Erbabı Bilir * ATATÜRK VE ŞERBETÇİ
Sıcak bir ağustos ayında öğle vakti. Atatürk Ulus’ta meşhur Karpiç lokantasında yine her zaman olduğu gibi cam kenarında kendisine ayrılmış olan masasına oturmuş, kafasında binbir düşünce, yoldan gelen geçenleri seyrediyor.
Yolun karşı tarafında yoldan gelip geçenlere, içindeki buzlu şurubun ısınmaması için meşinle kaplı sırtındaki parlayan bakır ibriğinden, beline bağladığı üç beş gözlü tahta bardaklıktan çıkardığı bardağı elindeki su ibriğinden döktüğü suyla şöyle bir çalkaladıktan sonra belini öne doğru eğerek doldurup müşterisine uzatırken, göğsündeki namı olan yazıyı bu kerre yüksek sesle uyumlu ve sattığı soğuk şurubunu da metheder bir üslupla;
“Erbabı bilir…,erbabı bilir…“, diye bir ahenkle Erbabı Bilir’in bağırdığını duyan ve gören Atatürk, yanındakilerden “Erbabı Bilir” in yanına getirilmesini ister. İbriği sırtında çok terli bir durumda Atatürk’ün huzuruna çıkarılan Erbabı Bilir şerbetçi, biraz endişeli ve şaşkındır!
Atatürk; Erbabı Bilir’e kendisine de bir bardak soğuk şurup verdikten sonra sırtındaki ibriği yere bırakıp kendi masasında karşısına oturmasını ister.

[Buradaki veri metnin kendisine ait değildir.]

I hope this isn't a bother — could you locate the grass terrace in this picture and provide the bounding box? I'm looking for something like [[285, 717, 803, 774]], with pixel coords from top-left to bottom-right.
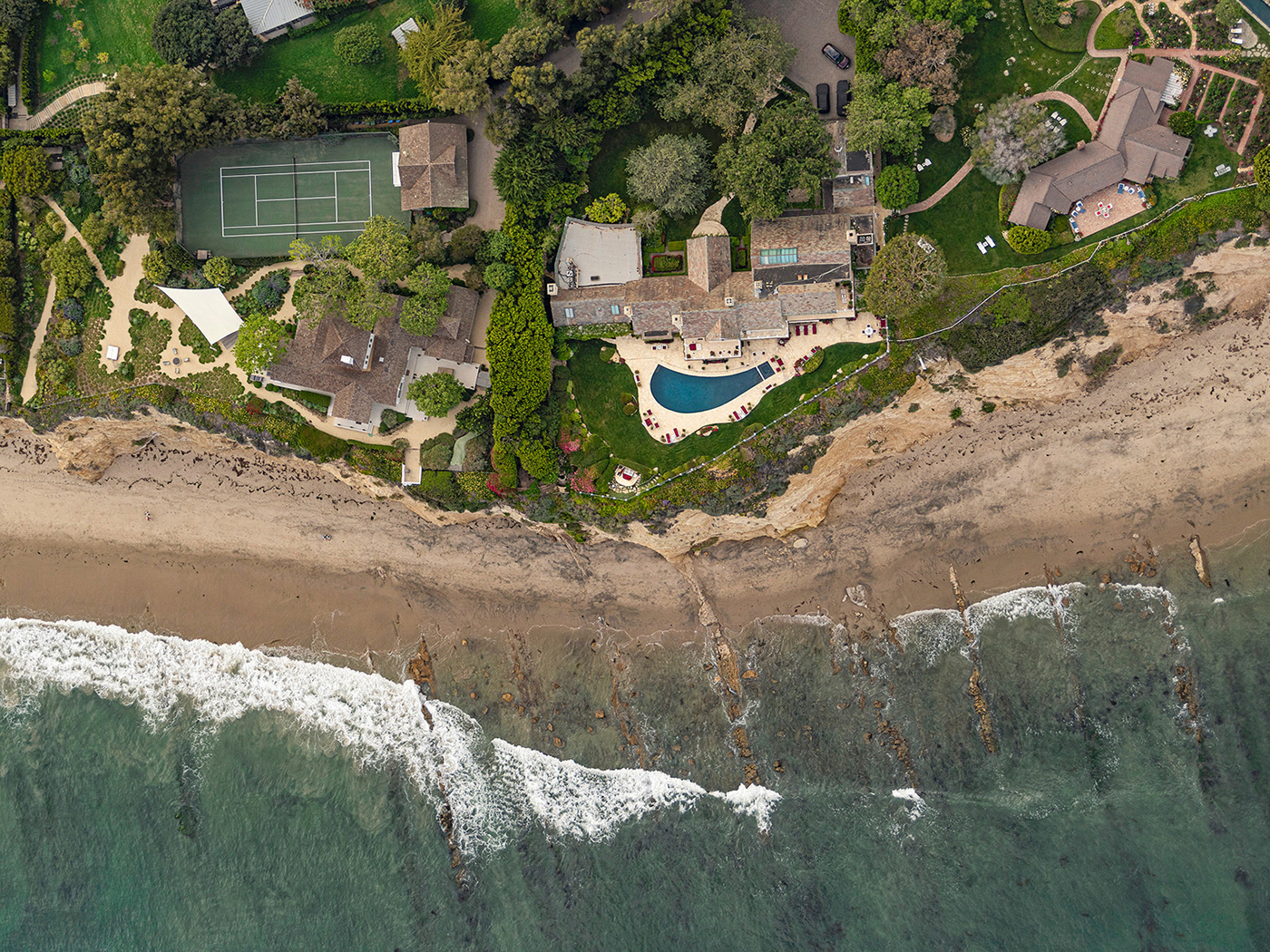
[[35, 0, 165, 96], [1093, 5, 1147, 50], [569, 340, 882, 473]]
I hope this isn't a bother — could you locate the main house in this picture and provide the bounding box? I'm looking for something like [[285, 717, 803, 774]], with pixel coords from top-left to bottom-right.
[[264, 286, 489, 432], [547, 153, 874, 363], [1010, 56, 1191, 228]]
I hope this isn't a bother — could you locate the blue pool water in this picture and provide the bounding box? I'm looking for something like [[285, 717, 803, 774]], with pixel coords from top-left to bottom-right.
[[649, 362, 776, 413]]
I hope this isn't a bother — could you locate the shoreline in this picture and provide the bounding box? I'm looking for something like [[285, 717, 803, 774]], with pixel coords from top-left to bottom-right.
[[0, 248, 1270, 657]]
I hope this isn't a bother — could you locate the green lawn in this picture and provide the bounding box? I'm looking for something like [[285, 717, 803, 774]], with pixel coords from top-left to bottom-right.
[[569, 340, 882, 472], [216, 0, 432, 102], [1060, 58, 1120, 120], [32, 0, 165, 94], [909, 133, 971, 202], [578, 113, 726, 241], [1025, 0, 1101, 53]]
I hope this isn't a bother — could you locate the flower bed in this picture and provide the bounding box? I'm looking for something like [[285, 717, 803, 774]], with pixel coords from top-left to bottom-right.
[[1147, 4, 1191, 50], [653, 254, 683, 274], [1197, 73, 1235, 123]]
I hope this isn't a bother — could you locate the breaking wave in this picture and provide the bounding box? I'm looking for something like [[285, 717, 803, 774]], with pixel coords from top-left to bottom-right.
[[0, 619, 780, 858]]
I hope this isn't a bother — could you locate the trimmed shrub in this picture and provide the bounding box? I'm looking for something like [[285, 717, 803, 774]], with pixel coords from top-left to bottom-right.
[[1168, 113, 1197, 137], [333, 23, 384, 66], [1006, 225, 1050, 255]]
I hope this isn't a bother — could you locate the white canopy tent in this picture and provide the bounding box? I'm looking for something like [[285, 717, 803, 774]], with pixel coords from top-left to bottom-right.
[[159, 287, 242, 344]]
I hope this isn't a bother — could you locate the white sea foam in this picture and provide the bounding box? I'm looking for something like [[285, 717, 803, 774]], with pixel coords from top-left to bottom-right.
[[0, 619, 780, 857], [890, 787, 926, 820]]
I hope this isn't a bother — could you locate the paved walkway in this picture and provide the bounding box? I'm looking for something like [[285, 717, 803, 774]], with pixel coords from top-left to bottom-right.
[[692, 191, 736, 238], [20, 278, 57, 403]]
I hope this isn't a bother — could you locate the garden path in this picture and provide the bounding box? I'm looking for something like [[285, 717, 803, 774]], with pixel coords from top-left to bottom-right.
[[25, 80, 105, 130], [20, 278, 57, 403]]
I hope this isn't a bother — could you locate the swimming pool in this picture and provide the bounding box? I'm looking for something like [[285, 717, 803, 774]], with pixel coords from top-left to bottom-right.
[[648, 362, 776, 413]]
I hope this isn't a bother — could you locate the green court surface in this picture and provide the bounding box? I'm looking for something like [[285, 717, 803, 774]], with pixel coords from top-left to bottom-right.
[[179, 132, 410, 257]]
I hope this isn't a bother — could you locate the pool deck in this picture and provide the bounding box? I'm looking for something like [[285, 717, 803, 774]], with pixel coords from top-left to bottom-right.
[[613, 314, 883, 443]]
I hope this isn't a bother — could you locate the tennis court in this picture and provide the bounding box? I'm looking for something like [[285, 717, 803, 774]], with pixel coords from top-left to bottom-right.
[[179, 133, 409, 257]]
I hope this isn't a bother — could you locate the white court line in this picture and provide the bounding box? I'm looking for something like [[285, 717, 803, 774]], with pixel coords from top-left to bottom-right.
[[255, 196, 339, 204]]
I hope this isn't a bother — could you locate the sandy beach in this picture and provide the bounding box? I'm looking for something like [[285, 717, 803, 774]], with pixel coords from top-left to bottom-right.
[[0, 248, 1270, 655]]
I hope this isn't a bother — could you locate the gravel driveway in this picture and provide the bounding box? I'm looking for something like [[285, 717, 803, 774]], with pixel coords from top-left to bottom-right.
[[742, 0, 856, 120]]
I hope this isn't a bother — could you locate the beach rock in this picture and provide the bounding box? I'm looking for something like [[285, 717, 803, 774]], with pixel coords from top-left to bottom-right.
[[1190, 536, 1213, 588]]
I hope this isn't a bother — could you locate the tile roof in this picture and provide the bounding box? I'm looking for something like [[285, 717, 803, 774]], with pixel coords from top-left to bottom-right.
[[397, 121, 469, 212]]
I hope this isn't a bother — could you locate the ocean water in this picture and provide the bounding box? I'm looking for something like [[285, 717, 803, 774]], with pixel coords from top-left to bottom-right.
[[0, 552, 1270, 952]]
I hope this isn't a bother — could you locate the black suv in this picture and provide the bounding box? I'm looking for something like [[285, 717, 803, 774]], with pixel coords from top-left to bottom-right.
[[820, 44, 851, 70]]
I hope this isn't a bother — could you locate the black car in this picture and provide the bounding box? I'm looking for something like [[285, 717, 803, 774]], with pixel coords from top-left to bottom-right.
[[820, 44, 851, 70]]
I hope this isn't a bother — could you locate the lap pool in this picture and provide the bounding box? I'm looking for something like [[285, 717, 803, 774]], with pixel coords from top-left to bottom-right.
[[648, 361, 776, 413]]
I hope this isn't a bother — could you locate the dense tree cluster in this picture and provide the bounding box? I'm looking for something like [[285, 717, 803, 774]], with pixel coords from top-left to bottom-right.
[[715, 98, 835, 219], [865, 232, 947, 317], [150, 0, 260, 69], [83, 66, 244, 238]]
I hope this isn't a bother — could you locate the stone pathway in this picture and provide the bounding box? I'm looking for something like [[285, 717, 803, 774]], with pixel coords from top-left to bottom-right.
[[20, 278, 57, 403]]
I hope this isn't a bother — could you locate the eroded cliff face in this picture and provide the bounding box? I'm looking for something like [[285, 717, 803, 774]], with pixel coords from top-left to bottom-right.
[[9, 247, 1270, 562]]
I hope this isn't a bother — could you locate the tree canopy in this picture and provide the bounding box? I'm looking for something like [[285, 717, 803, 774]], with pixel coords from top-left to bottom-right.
[[626, 136, 710, 219], [400, 261, 450, 336], [273, 76, 327, 139], [659, 13, 797, 136], [865, 232, 949, 317], [971, 95, 1067, 185], [845, 73, 931, 155], [83, 66, 242, 236], [344, 215, 414, 280], [150, 0, 260, 69], [234, 314, 287, 374], [401, 0, 471, 98], [715, 98, 835, 219], [875, 165, 917, 212], [882, 20, 962, 105], [405, 374, 464, 416], [0, 146, 54, 196], [44, 238, 96, 297]]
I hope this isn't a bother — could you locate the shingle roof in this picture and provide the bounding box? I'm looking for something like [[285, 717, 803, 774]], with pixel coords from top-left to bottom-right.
[[1010, 57, 1190, 228], [397, 121, 469, 212], [269, 286, 480, 423]]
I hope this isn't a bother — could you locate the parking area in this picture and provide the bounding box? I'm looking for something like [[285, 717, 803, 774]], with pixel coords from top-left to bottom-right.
[[743, 0, 856, 121]]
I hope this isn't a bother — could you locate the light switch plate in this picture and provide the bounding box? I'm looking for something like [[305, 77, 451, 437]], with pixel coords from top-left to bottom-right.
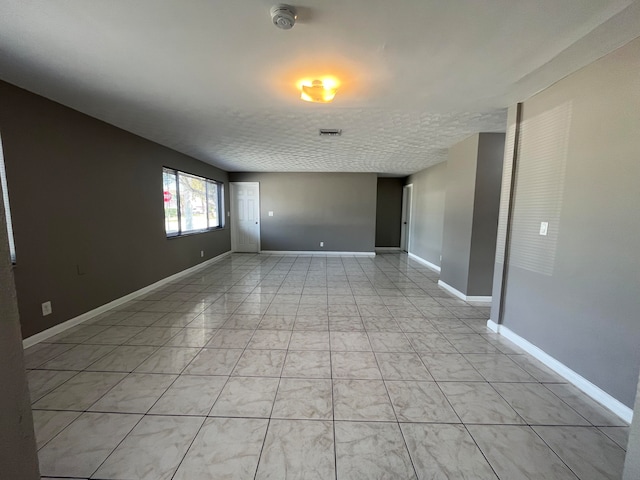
[[540, 222, 549, 235]]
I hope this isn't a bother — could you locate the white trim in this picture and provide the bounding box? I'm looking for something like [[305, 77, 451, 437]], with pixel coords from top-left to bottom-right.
[[22, 250, 231, 348], [400, 183, 413, 252], [487, 319, 500, 333], [438, 280, 491, 303], [407, 252, 440, 273], [487, 320, 633, 423], [260, 250, 376, 257]]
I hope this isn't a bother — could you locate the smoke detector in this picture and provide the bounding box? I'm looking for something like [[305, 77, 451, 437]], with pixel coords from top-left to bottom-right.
[[271, 4, 298, 30]]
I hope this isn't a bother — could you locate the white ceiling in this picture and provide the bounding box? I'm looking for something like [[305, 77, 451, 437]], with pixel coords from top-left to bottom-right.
[[0, 0, 640, 175]]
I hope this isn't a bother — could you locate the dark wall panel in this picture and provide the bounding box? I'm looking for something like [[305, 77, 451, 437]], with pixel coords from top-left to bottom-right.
[[0, 82, 230, 337], [376, 178, 404, 247]]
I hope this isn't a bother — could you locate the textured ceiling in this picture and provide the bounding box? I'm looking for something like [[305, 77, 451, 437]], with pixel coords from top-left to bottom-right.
[[0, 0, 640, 175]]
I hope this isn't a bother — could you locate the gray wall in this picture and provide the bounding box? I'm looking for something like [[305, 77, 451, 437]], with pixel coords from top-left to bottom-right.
[[494, 35, 640, 407], [229, 173, 377, 252], [376, 178, 404, 247], [406, 162, 447, 266], [0, 172, 40, 480], [0, 82, 231, 337], [622, 368, 640, 480], [467, 133, 505, 296], [491, 105, 517, 323], [440, 133, 505, 296]]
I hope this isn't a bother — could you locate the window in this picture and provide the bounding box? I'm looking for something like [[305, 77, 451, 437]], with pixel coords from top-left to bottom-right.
[[0, 133, 16, 263], [162, 168, 224, 237]]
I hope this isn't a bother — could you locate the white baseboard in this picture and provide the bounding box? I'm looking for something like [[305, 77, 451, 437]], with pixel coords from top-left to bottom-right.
[[22, 251, 231, 348], [260, 250, 376, 257], [487, 320, 633, 423], [438, 280, 491, 303], [407, 252, 440, 273]]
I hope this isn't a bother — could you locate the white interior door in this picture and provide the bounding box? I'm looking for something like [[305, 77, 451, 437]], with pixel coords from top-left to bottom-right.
[[400, 185, 413, 252], [230, 182, 260, 252]]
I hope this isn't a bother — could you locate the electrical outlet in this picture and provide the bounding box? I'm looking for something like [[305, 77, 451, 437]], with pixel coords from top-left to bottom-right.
[[540, 222, 549, 235]]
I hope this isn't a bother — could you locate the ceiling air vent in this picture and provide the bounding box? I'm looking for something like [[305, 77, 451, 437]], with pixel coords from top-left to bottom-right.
[[320, 128, 342, 137]]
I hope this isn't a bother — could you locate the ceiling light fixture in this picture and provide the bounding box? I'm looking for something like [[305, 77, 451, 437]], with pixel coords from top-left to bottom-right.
[[271, 4, 298, 30], [300, 78, 338, 103]]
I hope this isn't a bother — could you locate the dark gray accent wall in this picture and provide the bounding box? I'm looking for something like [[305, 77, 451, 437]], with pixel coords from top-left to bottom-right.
[[496, 39, 640, 408], [406, 162, 447, 266], [0, 82, 231, 337], [0, 173, 40, 480], [376, 178, 404, 247], [229, 173, 377, 252], [440, 133, 505, 296]]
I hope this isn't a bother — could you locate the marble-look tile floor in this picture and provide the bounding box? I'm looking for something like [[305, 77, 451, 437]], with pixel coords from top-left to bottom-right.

Bir an tereddüt eden ve adeta kendisini rüyada sanan şerbetçi “Erbabı Bilir” Ata’nın dediklerini yerine getirip karşısına sıkılarak oturur.
Atatürk garsonlara onun içinde masaya bir servis açmalarını ister. Hoş beşten sonra Atatürk o emsalsiz zekasıyla halkın yeni ilan edilen cumhuriyet hakkındaki düşüncelerini, algılarının ne olduğunu tespit etmek için Erbabı Bilir’e, “Cumhuriyet nedir?” diye sorar.
Yerinde şöyle bir doğrulan ve adeta bir anda değişim geçiren Erbabı Bilir; “Cumhuriyet; benim gibi bir garibanın Türk ulusunun kurtarıcısı olan Ata’sının masasında oturabilmesi, kısacası adam yerine konulmasıdır” der.
Bunun üzerine Atatürk karşısında duran yaverine; o mavi gözleri çakmak çakmak; “Be hey çocuk, cumhuriyet “Maya tutmuş” diye bir çocuk sevinciyle bağırır… Kalkar ve gitmekte olan Erbabı Bilir’in ibriğini sırtına almasına yardım eder…
Kıssadan Hisse.
Evet, Cumhuriyet; “yurttaşın adam yerine konulması” dır.
Yaşa Mustafa Kemal Paşa Yaşa !
Atatürk’le ilgili bu gerçek ve yaşanmış bilinmeyen bu anı, olayı birebir o an orada olayı yaşayanın oğlundan bizzat yazıya aktarılmıştır.